The Summer of ‘19
One year before finishing my Master's, I decided to spend my summer learning and gaining experience in the fields I’m focusing on: data science and machine learning.
Now that summer is over, I realize this was an excellent decision. But that’s because I was lucky enough to end up in one of Feedzai’s summer internship programs. Three months have passed since all the interns, who were allocated to a great diversity of projects (not only in data science and machine learning), were cheerfully welcomed by everyone at the office.
Before getting all techy, I must thank Feedzai for providing me with such an amazing experience. I have learned at a remarkably fast pace, and I never felt like I was “just” an intern; instead, I was always treated and trusted like other members of the team. Without further ado, let's get to the point of this post.
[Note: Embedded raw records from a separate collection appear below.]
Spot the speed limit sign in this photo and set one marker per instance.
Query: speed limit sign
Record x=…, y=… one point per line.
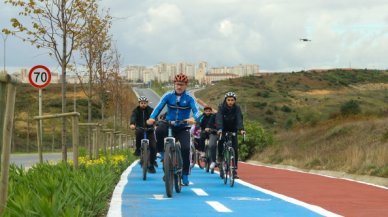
x=39, y=76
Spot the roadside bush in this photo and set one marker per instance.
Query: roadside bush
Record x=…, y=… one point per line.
x=58, y=190
x=351, y=107
x=257, y=139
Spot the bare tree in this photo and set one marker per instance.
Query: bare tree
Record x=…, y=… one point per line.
x=55, y=25
x=94, y=42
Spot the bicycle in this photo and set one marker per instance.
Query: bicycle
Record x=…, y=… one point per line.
x=228, y=164
x=204, y=161
x=145, y=151
x=172, y=162
x=193, y=155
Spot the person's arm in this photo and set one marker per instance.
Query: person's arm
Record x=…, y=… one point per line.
x=219, y=119
x=194, y=107
x=159, y=107
x=133, y=117
x=240, y=124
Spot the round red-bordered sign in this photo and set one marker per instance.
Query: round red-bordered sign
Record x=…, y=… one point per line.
x=39, y=76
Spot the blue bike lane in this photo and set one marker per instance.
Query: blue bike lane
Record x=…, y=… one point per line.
x=205, y=196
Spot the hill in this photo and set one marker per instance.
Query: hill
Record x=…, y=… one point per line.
x=26, y=107
x=332, y=120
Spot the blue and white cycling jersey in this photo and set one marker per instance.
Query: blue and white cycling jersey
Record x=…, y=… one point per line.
x=179, y=107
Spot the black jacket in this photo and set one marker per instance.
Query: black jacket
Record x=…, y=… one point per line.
x=204, y=120
x=140, y=116
x=229, y=119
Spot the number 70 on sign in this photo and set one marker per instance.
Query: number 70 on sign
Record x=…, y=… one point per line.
x=39, y=76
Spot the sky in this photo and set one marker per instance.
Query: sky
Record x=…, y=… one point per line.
x=346, y=33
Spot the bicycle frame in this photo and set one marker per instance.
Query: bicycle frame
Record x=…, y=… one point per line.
x=228, y=164
x=145, y=151
x=173, y=162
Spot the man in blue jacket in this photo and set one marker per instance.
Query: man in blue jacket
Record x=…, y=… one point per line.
x=179, y=105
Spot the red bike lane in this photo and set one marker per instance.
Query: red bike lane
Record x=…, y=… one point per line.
x=340, y=196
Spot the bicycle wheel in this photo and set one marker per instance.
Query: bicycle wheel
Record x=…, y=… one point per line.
x=168, y=171
x=193, y=158
x=177, y=164
x=232, y=167
x=207, y=159
x=144, y=156
x=225, y=166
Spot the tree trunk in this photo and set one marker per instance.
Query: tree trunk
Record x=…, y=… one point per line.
x=28, y=132
x=63, y=85
x=90, y=111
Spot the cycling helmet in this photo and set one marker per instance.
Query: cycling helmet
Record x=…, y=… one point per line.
x=230, y=94
x=143, y=99
x=181, y=78
x=207, y=107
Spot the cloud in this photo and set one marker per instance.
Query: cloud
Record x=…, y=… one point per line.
x=264, y=32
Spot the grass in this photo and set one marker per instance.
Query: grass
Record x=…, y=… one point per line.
x=58, y=190
x=26, y=107
x=343, y=145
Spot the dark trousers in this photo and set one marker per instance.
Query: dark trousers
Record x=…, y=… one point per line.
x=151, y=138
x=234, y=145
x=213, y=146
x=201, y=141
x=183, y=136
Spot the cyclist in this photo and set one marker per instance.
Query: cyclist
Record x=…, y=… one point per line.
x=138, y=119
x=180, y=103
x=207, y=123
x=195, y=133
x=159, y=134
x=229, y=118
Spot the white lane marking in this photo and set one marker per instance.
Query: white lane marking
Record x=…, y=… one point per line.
x=219, y=207
x=199, y=192
x=159, y=197
x=311, y=207
x=249, y=198
x=327, y=176
x=116, y=201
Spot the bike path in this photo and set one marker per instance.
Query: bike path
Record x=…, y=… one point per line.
x=205, y=196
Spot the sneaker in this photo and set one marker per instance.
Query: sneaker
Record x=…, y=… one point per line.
x=185, y=180
x=151, y=169
x=222, y=174
x=212, y=165
x=161, y=156
x=235, y=175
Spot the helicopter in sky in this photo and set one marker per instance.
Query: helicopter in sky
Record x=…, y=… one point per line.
x=304, y=39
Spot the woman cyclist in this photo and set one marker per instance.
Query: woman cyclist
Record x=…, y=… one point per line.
x=229, y=118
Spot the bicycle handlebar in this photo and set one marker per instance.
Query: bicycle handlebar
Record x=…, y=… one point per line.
x=144, y=128
x=173, y=123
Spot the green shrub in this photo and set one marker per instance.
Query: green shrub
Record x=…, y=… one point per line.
x=257, y=139
x=351, y=107
x=260, y=105
x=286, y=109
x=59, y=190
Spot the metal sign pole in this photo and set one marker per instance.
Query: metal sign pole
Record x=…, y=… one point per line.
x=40, y=114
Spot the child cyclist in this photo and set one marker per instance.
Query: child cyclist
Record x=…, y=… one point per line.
x=229, y=118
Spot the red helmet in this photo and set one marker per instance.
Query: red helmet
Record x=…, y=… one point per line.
x=207, y=107
x=181, y=78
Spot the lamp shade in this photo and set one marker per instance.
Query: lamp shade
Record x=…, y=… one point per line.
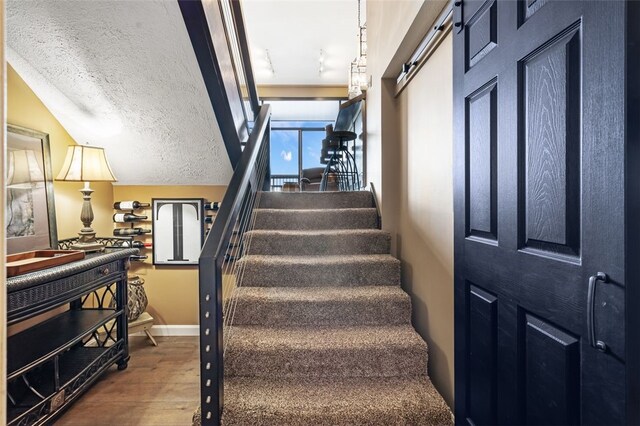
x=23, y=169
x=86, y=164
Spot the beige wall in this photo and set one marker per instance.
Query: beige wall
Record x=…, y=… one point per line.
x=409, y=158
x=26, y=110
x=172, y=290
x=394, y=29
x=274, y=91
x=3, y=294
x=425, y=204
One of the things Feedzai did that I admire the most was that they assigned interns to projects of actual relevance. In my case, I joined the Research Data Science team, where I was challenged to study and experiment with the application of active learning to fraud detection.
What is active learning?
Well, imagine an entity that processes payments (e.g., a bank): they likely have hundreds of thousands of clients making millions of transactions per day. You suspect that a very small portion of those transactions is fraudulent — anything between 0.1% and 3% — but you have no idea which ones (for some reason fraudsters refuse to admit they are committing fraud).
Without a machine learning model, there are two main ways to identify which of those transactions are fraudulent:
- Chargebacks — these occur when clients complain that they didn’t make the transaction and it is assumed that the account or card details have been stolen. Chargebacks would perfectly fix the problem of obtaining labels if it wasn’t for the huge drawback that they could happen after a few days/weeks after the transactions have occurred or possibly even never take place.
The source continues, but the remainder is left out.